We now plot the whole domain, this may take a while to process all the data

# Now plot the whole domain
fig, axis = plt.subplots(1, 1, subplot_kw=dict(projection=ccrs.PlateCarree()))
data.plot.imshow(
    ax=axis,
    transform=ccrs.PlateCarree(),  # this is important!
    cbar_kwargs={"orientation": "horizontal", "shrink": 0.5},
    interpolation='none',
    cmap = mycmap
)

<matplotlib.image.AxesImage at 0x11edac3e0>

../../_images/89de9bb06f5e99d40e582ffe3a0f57902799a7824dd83a4a299f1ca928b9de25.png

Write the output to file#

Even though dask has not loaded all the data, it is able to predict the size of the resulting object. The cell below prints the full size of the complete dataset, and then a subset of the dataset with just the variables we have calculated here.

print(ds.nbytes*2**(-30)," GB input")

print(ds[[ave_varname, uncertainty_varname, variance_varname]].nbytes*2**(-30)," GB input")

35.32832863461226  GB input
7.065999507904053  GB input

These anticipated filesizes are very large, and much larger than the ~0.5 Gb that we started with. We can use the NetCDF internal compression, zlib, to compress the data when we write our output. We also convert the data to intger format with a scale factor and offset which also reduces the file size. As we know that for these variables, negative values are not real, we can se the fill value to -999.

This cell make take a while to execute as xarray is computing the dask graph as it writes the output to file.

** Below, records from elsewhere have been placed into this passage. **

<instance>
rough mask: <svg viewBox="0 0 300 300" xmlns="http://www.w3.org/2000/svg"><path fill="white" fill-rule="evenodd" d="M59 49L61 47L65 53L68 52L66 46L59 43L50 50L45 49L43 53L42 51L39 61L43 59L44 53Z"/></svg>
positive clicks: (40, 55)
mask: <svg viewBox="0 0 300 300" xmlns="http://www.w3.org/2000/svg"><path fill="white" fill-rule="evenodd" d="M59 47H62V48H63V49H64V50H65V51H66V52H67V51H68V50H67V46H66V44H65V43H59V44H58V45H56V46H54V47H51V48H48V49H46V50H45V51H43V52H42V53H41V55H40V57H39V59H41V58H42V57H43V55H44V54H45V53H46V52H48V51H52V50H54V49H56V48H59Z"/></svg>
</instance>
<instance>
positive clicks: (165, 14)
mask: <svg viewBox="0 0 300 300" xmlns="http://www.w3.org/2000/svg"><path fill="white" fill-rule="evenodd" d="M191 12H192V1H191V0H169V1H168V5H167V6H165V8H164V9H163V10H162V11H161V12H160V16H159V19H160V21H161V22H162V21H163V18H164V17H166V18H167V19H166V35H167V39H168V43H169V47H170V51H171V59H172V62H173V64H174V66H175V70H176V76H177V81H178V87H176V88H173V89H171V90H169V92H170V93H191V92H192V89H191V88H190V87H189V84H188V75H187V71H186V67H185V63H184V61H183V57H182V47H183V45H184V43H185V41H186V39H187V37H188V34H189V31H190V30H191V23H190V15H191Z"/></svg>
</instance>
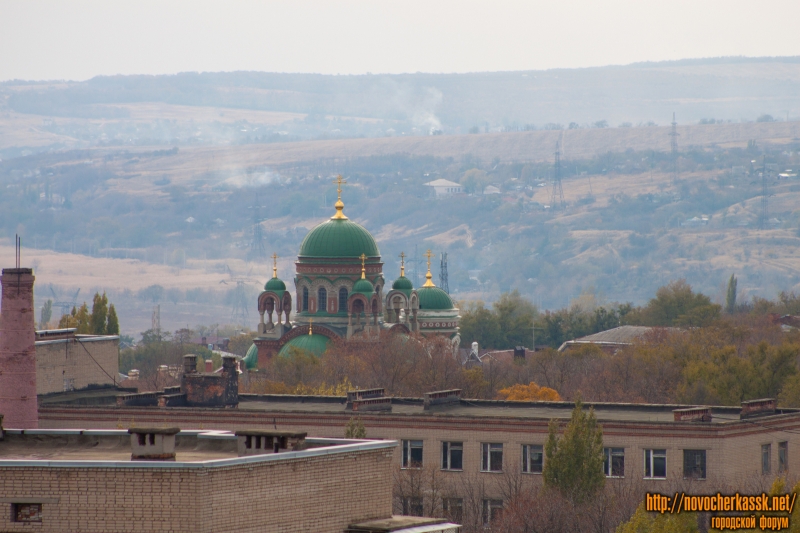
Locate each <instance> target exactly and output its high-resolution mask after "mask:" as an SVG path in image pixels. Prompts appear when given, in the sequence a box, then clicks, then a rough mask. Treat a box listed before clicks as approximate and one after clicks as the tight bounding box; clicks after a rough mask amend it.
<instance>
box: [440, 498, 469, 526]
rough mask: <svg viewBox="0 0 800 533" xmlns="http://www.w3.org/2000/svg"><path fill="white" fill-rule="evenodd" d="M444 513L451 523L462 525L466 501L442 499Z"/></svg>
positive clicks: (460, 500)
mask: <svg viewBox="0 0 800 533" xmlns="http://www.w3.org/2000/svg"><path fill="white" fill-rule="evenodd" d="M442 511H444V515H445V516H446V517H447V518H448V519H449V520H451V521H453V522H456V523H459V524H460V523H461V521H462V520H463V518H464V500H462V499H461V498H442Z"/></svg>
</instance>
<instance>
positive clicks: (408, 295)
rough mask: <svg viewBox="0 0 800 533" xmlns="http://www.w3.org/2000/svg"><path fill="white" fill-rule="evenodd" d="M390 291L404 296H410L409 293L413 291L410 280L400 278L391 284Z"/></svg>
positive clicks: (400, 276)
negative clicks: (397, 292) (392, 289)
mask: <svg viewBox="0 0 800 533" xmlns="http://www.w3.org/2000/svg"><path fill="white" fill-rule="evenodd" d="M392 289H393V290H397V291H400V292H402V293H403V294H405V295H406V296H411V291H413V290H414V284H413V283H411V280H410V279H408V278H407V277H405V276H400V277H399V278H397V279H396V280H394V283H392Z"/></svg>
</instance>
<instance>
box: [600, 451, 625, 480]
mask: <svg viewBox="0 0 800 533" xmlns="http://www.w3.org/2000/svg"><path fill="white" fill-rule="evenodd" d="M614 457H622V473H621V474H614ZM603 474H605V476H606V477H608V478H616V479H622V478H624V477H625V448H616V447H613V446H609V447H606V448H603Z"/></svg>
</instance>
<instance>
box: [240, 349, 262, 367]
mask: <svg viewBox="0 0 800 533" xmlns="http://www.w3.org/2000/svg"><path fill="white" fill-rule="evenodd" d="M242 360H243V361H244V366H245V368H247V370H252V369H253V368H257V367H258V347H256V345H255V344H251V345H250V348H249V349H248V350H247V354H246V355H245V356H244V359H242Z"/></svg>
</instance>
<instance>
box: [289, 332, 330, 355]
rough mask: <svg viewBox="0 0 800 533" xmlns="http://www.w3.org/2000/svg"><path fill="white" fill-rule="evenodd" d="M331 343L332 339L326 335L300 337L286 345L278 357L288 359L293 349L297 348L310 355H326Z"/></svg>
mask: <svg viewBox="0 0 800 533" xmlns="http://www.w3.org/2000/svg"><path fill="white" fill-rule="evenodd" d="M329 342H330V339H328V337H326V336H324V335H317V334H312V335H300V336H299V337H295V338H294V339H292V340H290V341H289V342H287V343H286V344H284V345H283V348H281V351H279V352H278V356H279V357H288V356H289V355H291V353H290V349H291V348H296V349H298V350H300V351H302V352H308V353H310V354H313V355H316V356H320V355H322V354H323V353H325V350H327V349H328V343H329Z"/></svg>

outfile = f"{DATADIR}/{varname}-inverse-variance-mean.nc"
if os.path.isfile(outfile):
    print("file",outfile,"already exists. Processing skipped.")
else:
    variable_encoding = {
        "dtype": np.int16,  # Store as int16
        "scale_factor": 1e-3,
        "add_offset": 0,
        "_FillValue": -999,  # Missing value
        "zlib": True,
    }
    output_encoding = {
        ave_varname:variable_encoding,
        uncertainty_varname:variable_encoding,
        variance_varname:variable_encoding
    }
    ds[[ave_varname, uncertainty_varname, variance_varname]].to_netcdf(
        outfile,mode='w', encoding=output_encoding
    )

# Print the size of the output file
print(f"{os.path.basename(outfile)}, {os.path.getsize(outfile) / 1024**3:.3f} GB")

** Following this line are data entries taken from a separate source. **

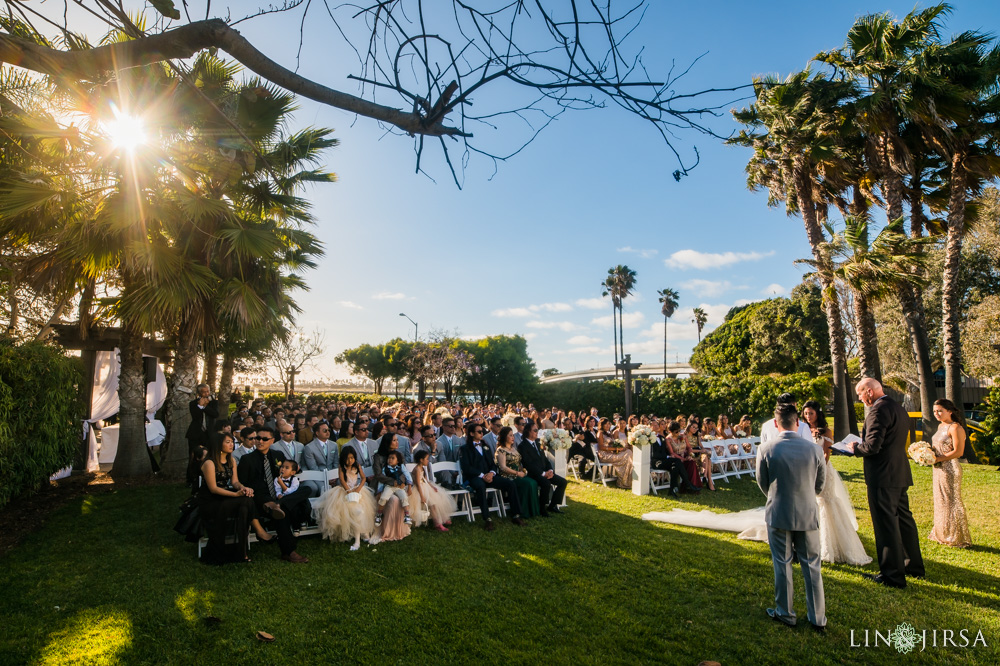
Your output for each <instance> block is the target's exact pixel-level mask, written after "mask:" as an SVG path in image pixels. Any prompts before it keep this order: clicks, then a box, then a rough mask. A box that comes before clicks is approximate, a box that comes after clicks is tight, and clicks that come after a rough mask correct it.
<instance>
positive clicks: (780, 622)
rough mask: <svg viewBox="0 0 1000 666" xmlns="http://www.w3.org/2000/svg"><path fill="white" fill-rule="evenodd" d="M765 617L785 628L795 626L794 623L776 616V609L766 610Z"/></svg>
mask: <svg viewBox="0 0 1000 666" xmlns="http://www.w3.org/2000/svg"><path fill="white" fill-rule="evenodd" d="M767 616H768V617H769V618H771V619H772V620H774V621H775V622H777V623H779V624H783V625H785V626H786V627H794V626H795V621H794V620H786V619H785V618H783V617H781V616H780V615H778V611H777V610H776V609H774V608H768V609H767Z"/></svg>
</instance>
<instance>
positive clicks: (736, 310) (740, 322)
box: [691, 284, 829, 376]
mask: <svg viewBox="0 0 1000 666" xmlns="http://www.w3.org/2000/svg"><path fill="white" fill-rule="evenodd" d="M828 345H829V338H828V336H827V335H826V322H825V318H824V313H823V299H822V296H821V294H820V290H819V288H818V287H816V286H813V285H808V284H803V285H799V286H797V287H796V288H795V289H794V290H792V295H791V298H771V299H767V300H764V301H758V302H756V303H750V304H749V305H745V306H741V307H737V308H733V309H732V310H730V311H729V313H728V314H727V315H726V319H725V321H723V323H722V325H720V326H719V327H718V328H716V329H715V330H714V331H712V332H711V333H709V334H708V335H707V336H705V339H704V340H702V341H701V342H700V343H699V344H698V346H697V347H695V349H694V352H693V353H692V354H691V363H692V364H693V365H694V366H695V367H696V368H698V369H699V370H701V371H702V372H704V373H706V374H709V375H717V376H734V375H742V374H755V375H765V374H771V373H778V374H794V373H800V372H807V373H811V374H814V375H815V374H821V373H823V371H824V370H826V371H827V372H828V371H829V365H828V359H829V356H828V352H829V347H828Z"/></svg>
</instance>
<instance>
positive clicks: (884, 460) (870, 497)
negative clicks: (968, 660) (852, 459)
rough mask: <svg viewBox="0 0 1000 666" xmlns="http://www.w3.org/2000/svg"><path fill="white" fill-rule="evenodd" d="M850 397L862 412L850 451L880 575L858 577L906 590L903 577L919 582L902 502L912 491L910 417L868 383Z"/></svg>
mask: <svg viewBox="0 0 1000 666" xmlns="http://www.w3.org/2000/svg"><path fill="white" fill-rule="evenodd" d="M854 391H855V393H857V394H858V399H860V400H861V402H863V403H864V404H865V406H866V407H868V414H867V415H866V416H865V427H864V429H863V430H862V431H861V441H860V442H858V443H857V444H855V445H854V455H856V456H862V457H864V459H865V484H866V485H867V486H868V507H869V509H870V510H871V513H872V527H873V528H874V530H875V550H876V551H877V556H878V568H879V570H880V571H881V573H880V574H879V575H877V576H873V575H872V574H862V575H864V576H865V578H869V579H871V580H873V581H875V582H876V583H878V584H880V585H885V586H886V587H906V576H912V577H914V578H923V576H924V560H923V558H922V557H921V556H920V538H919V535H918V534H917V525H916V523H915V522H914V521H913V514H912V513H910V501H909V497H908V496H907V491H908V490H909V487H910V486H912V485H913V476H912V475H911V474H910V461H909V458H908V457H907V455H906V435H907V432H908V431H909V427H908V424H909V418H910V417H909V415H908V414H907V413H906V410H905V409H903V406H902V405H900V404H899V403H898V402H896V401H895V400H893V399H892V398H890V397H889V396H887V395H886V394H885V392H884V391H883V390H882V385H881V384H879V383H878V382H877V381H876V380H874V379H872V378H870V377H866V378H865V379H862V380H861V381H860V382H858V385H857V387H855V389H854Z"/></svg>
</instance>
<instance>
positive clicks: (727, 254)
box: [663, 250, 774, 270]
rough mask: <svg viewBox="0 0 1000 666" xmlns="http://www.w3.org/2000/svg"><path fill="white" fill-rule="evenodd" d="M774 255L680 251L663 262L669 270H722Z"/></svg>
mask: <svg viewBox="0 0 1000 666" xmlns="http://www.w3.org/2000/svg"><path fill="white" fill-rule="evenodd" d="M772 255H774V250H771V251H770V252H699V251H698V250H678V251H677V252H674V253H673V254H671V255H670V256H669V257H667V258H666V259H664V260H663V264H664V265H665V266H666V267H667V268H697V269H701V270H704V269H708V268H721V267H723V266H731V265H733V264H738V263H740V262H742V261H760V260H761V259H764V258H766V257H770V256H772Z"/></svg>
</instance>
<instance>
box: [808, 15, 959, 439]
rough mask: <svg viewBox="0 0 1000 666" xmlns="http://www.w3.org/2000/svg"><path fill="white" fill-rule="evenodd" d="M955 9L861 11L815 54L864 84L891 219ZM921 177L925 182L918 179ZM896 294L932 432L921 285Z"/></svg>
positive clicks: (860, 102) (929, 342) (922, 396)
mask: <svg viewBox="0 0 1000 666" xmlns="http://www.w3.org/2000/svg"><path fill="white" fill-rule="evenodd" d="M950 11H951V8H950V6H948V5H946V4H937V5H934V6H933V7H929V8H927V9H924V10H919V11H918V10H914V11H912V12H910V13H909V14H907V15H906V16H905V17H904V18H903V19H902V20H901V21H898V22H897V21H896V20H895V19H894V18H893V17H892V15H891V14H889V13H884V14H869V15H866V16H862V17H860V18H858V19H857V20H856V21H855V23H854V25H853V26H851V29H850V30H849V31H848V34H847V39H846V42H845V44H844V46H843V47H842V48H840V49H835V50H832V51H828V52H825V53H820V54H819V55H817V56H816V60H817V61H819V62H824V63H827V64H829V65H832V66H833V67H834V69H835V71H837V72H840V73H843V74H844V75H845V76H847V77H849V78H850V79H851V80H854V81H857V82H859V84H860V85H861V90H860V91H859V95H858V99H857V100H855V102H854V104H853V106H854V107H855V109H856V111H857V113H856V119H857V126H858V127H859V128H860V129H861V131H862V133H863V135H864V138H865V142H866V146H867V147H866V150H865V154H866V155H868V156H869V157H871V166H872V171H873V173H874V175H875V177H876V178H877V179H879V180H880V182H881V190H882V193H883V196H884V198H885V203H884V206H885V210H886V219H887V221H888V223H889V224H892V223H893V222H894V221H895V220H897V219H899V218H901V217H903V198H904V193H905V191H904V184H903V176H904V175H906V174H910V173H912V172H913V171H912V169H913V167H914V166H915V165H916V164H918V163H919V160H918V159H914V156H919V155H920V151H917V152H914V151H912V150H911V147H912V144H911V145H907V143H908V142H907V140H906V133H907V132H906V130H905V128H906V127H907V125H908V124H910V123H911V122H912V119H913V117H914V115H916V113H917V109H918V108H919V107H920V106H921V105H923V104H924V103H926V101H927V97H925V96H923V95H920V94H915V91H916V90H919V89H920V88H925V89H926V88H929V89H931V90H933V89H936V88H938V86H939V82H938V81H937V77H936V76H934V75H933V73H932V72H931V70H930V69H929V68H928V67H927V64H926V53H927V50H928V48H930V47H931V46H932V44H933V43H934V42H935V41H936V40H937V39H938V35H939V32H940V28H941V26H940V23H939V19H940V18H942V17H943V16H945V15H946V14H948V13H949V12H950ZM921 98H923V99H921ZM901 127H902V128H904V129H903V130H902V131H901V129H900V128H901ZM911 184H913V179H911ZM916 185H917V187H919V179H917V183H916ZM910 201H911V207H910V216H911V217H910V235H911V237H919V236H921V235H922V232H923V226H922V225H921V223H920V221H921V220H922V213H923V209H922V206H923V204H922V202H921V199H920V197H919V195H918V196H917V197H915V198H911V200H910ZM897 296H898V298H899V302H900V305H901V307H902V310H903V316H904V318H905V319H906V324H907V330H908V332H909V335H910V341H911V344H912V346H913V350H914V356H915V360H916V365H917V375H918V383H919V387H920V388H919V390H920V407H921V411H922V413H923V417H924V418H923V420H924V432H933V431H934V428H935V426H936V421H935V420H934V417H933V414H932V409H931V407H932V405H933V402H934V399H935V397H936V389H935V388H934V384H933V381H934V380H933V374H932V373H933V369H932V367H931V356H930V341H929V340H928V337H927V327H926V321H925V315H924V305H923V296H922V293H921V292H920V290H919V287H918V286H915V285H914V284H912V283H907V282H900V283H899V284H898V286H897Z"/></svg>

/Library/Frameworks/Python.framework/Versions/3.12/lib/python3.12/site-packages/dask/array/chunk.py:278: RuntimeWarning: invalid value encountered in cast
  return x.astype(astype_dtype, **kwargs)
/Library/Frameworks/Python.framework/Versions/3.12/lib/python3.12/site-packages/dask/core.py:127: RuntimeWarning: divide by zero encountered in divide
  return func(*(_execute_task(a, cache) for a in args))

LAI-inverse-variance-mean.nc, 0.512 GB

Take home messages 📌#

Uncertainties provided with the data help to improve the quality of the time average.
Depending on the statistical model, inverse variance weights may be a good choice for your application.
Often, quality flags exist which mark data that may be unreliable and should be ommited for general purposes.
Global datasets can be huge, it is worth thinking about parallel processing, e.g. using dask.
It is good practice to maintain units and other metainfo, even in intermediate files.